Here’s why I’m conflicted.
Like I said, I need to be on birth control and it hurts that my Church wouldn’t want to support my health care needs. Now some people have said that they would still cover medically necessary contraception, I have yet to hear anything from the Church to support that claim. It’s not a sin for me to be on the pill, but this stance still leaves me feeling like a second class citizen, that I’m still not good enough, that they don’t care about the pain I’m going through. Okay, I realize that sounds dramatic, but it nevertheless hurts to feel that the Church things that they don’t have to be concerned with people who have problems like yours.
I don’t like the precedence this creates. While the Church doesn’t generally see contraception as “health care,” the rest of the medical world does. So if they have the right to decide what kind of health care to cover, what other decisions can they make?
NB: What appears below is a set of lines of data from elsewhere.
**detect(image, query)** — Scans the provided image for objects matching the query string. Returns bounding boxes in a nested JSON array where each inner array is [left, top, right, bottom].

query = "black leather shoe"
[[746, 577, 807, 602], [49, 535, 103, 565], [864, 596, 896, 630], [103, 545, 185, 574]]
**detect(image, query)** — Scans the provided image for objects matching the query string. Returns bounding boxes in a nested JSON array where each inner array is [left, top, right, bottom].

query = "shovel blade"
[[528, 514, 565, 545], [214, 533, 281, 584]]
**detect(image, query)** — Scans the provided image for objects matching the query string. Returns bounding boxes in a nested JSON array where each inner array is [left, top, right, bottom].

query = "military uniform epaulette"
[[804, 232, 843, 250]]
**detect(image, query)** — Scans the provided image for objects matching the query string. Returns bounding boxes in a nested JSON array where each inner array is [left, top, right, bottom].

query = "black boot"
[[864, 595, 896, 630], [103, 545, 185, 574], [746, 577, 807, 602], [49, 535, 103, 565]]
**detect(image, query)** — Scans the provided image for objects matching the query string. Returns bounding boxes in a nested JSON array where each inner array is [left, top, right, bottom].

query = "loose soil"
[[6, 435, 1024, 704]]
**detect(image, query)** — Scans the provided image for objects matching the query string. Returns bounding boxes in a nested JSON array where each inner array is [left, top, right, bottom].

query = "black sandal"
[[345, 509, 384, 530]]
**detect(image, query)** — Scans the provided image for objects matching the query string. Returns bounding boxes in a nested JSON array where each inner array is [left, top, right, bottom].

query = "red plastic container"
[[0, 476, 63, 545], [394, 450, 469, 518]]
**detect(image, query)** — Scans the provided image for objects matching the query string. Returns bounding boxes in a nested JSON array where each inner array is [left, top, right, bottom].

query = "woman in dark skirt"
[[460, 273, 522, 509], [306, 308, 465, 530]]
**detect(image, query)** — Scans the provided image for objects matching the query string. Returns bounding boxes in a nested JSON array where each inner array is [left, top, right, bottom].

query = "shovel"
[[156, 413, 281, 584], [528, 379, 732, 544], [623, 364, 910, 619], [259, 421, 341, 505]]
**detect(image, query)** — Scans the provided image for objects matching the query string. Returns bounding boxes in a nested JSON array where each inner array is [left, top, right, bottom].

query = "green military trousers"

They don’t need to cover pre-natal care for single moms? AIDS medicine for homosexuals? While I don’t think they would take it that far, the equation of health care and morality is troubling.
On the other hand…
While I disagree with how the teaching is interpreted by the Church, I agree with the philosophy behind it and respect it. It makes me uncomfortable with how this teaching is generally viewed by the rest of the world. It’s not necessarily backwards and oppressive, although it does ask for a tremendous sacrifice from women. I’m sure you have heard over the last few days that the vast majority of sexually active Catholics attempting to avoid pregnancy use birth control. But I don’t think that’s a reason to ignore the teaching. If the majority of Jews don’t observe the sabbath, can a federal employee still be forced to work on the Sabbath? Does overall adherence really determine the degree to which we respect religious freedom? Again, I feel this is a disturbing precedence. On a more political level, I feel this is a poor move of the Obama campaign, which had a chance at bringing more Catholics back to their traditional Democratic roots, especially those disgusted by Gingrich and Romney’s uncaring attitude to the poor.
The truth is, I don’t think that God will hold a Catholic paying into an insurance policy ultimately responsible for any babies that are unborn. And I don’t think that if I have to end up paying for my own birth control it will break the bank. If need be, I can always go to Planned Parenthood to get it for free (Shock! Awe! Fainting some more!). But I’m still disappointed. I’m disappointed the White House has treated the Church so flippantly, and I’m disappointed the Bishop here threatened to drop health care coverage for all employees in the Diocese if forced to cover birth control. I’m supremely disappointed that people at mass on Sunday clapped and cheered for that announcement.
I don’t know where to stand. It’s an issue that has been handled poorly by both sides. Yes, there are costs more expensive than birth control but there are also many worse infringes on religious freedom in the world. So let’s all take a big step back, a deep breath, and realize this is not the end of the world.